Ursodeoxycholic acid for liver disease related to cystic fibrosis

Updated
Authors: 
Cheng K, Ashby D, Smyth RL

Review question

Does ursodeoxycholic acid improve measures of liver function, reduce the risk of developing chronic liver disease and improve outcomes in general in people with cystic fibrosis?

Background

Problems with the consistency of bile (thickened) and how it flows cause liver disease in up to 20% of young people with cystic fibrosis. Bile ducts can become blocked and cause cirrhosis in one or more parts of the liver. Ursodeoxycholic acid is a naturally occurring bile acid which is taken as either a tablet or liquid to try and prevent liver disease in people with cystic fibrosis. The best response seems to be from a total dose of 20 mg/kg/day in two to three separate doses and given initially for several months but possibly indefinitely. Originally it was used to treat gallstones, but over the last few years it has been used to treat and prevent the progression of cystic fibrosis-related liver disease. This is an updated version of the review.

Search date

We last searched for evidence on 09 April 2017.

Study characteristics

We searched for trials of ursodeoxycholic acid lasting for at least three months and were able to include four trials, but data for analysis were only available from three of these. There are data from 118 participants aged between four and 32 years in this review. The dose of the drug given in the three trials with data ranged from 10 to 20 mg/kg/day. Two of these trials compared ursodeoxycholic acid to tablets with no medicine in them (placebo) and the third trial compared ursodeoxycholic acid to 'usual' treatment. The complex design of two trials meant data could not be analysed for all the participants. The trials lasted for up to 12 months, but no longer; however, one trial did report some follow-up data after nine years.

Key results

Not many of the outcomes we listed in our review were assessed; only weight gain, skinfold thickness and biliary excretion. There were no real differences between treatments for any of these outcomes. Long-term outcomes that we think are important, such as death or the need for liver transplant, were only reported in the follow-up of one trial and the information did not tell us if the people who died or needed a liver transplant had received ursodeoxycholic acid or placebo.

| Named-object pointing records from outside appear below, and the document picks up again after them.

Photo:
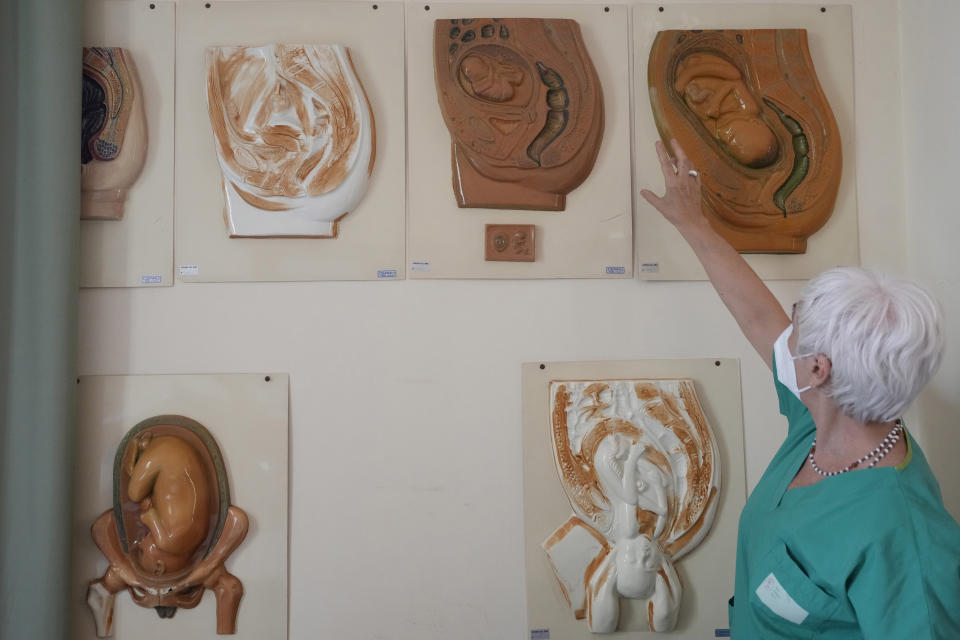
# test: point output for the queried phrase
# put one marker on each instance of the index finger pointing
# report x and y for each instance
(678, 152)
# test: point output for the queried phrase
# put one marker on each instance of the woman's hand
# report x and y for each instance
(756, 310)
(681, 203)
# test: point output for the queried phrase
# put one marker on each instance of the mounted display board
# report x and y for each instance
(136, 248)
(661, 252)
(521, 97)
(225, 49)
(556, 395)
(247, 417)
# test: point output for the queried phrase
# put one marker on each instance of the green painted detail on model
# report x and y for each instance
(801, 159)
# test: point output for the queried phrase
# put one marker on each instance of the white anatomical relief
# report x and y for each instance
(640, 467)
(294, 134)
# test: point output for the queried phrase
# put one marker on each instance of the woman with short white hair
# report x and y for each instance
(845, 535)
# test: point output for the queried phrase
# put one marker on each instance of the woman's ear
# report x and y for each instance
(820, 370)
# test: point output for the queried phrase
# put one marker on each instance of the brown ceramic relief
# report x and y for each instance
(294, 134)
(113, 131)
(524, 108)
(171, 527)
(510, 243)
(639, 464)
(747, 108)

Current research shows that side effects of this treatment are rare, but there is not enough information about using it in the long-term to justify routinely giving it to people with cystic fibrosis. As there is no other treatment to prevent liver disease, more research on ursodeoxycholic acid is needed.

Quality of the evidence

The trials seemed to be well organised and well run, but there was not always enough information to judge them properly. While, on the whole, we do not think that any factors linked to how the trials were run would influence the results greatly, we did have some concerns that in one trial the group taking ursodeoxycholic acid were generally not as healthy at the start of the trial as the group taking placebo. Also, in another trial there were some people who withdrew and were not included in the final analysis, but no reasons for this were given. Overall, we judged the quality of the evidence we found to be low or very low.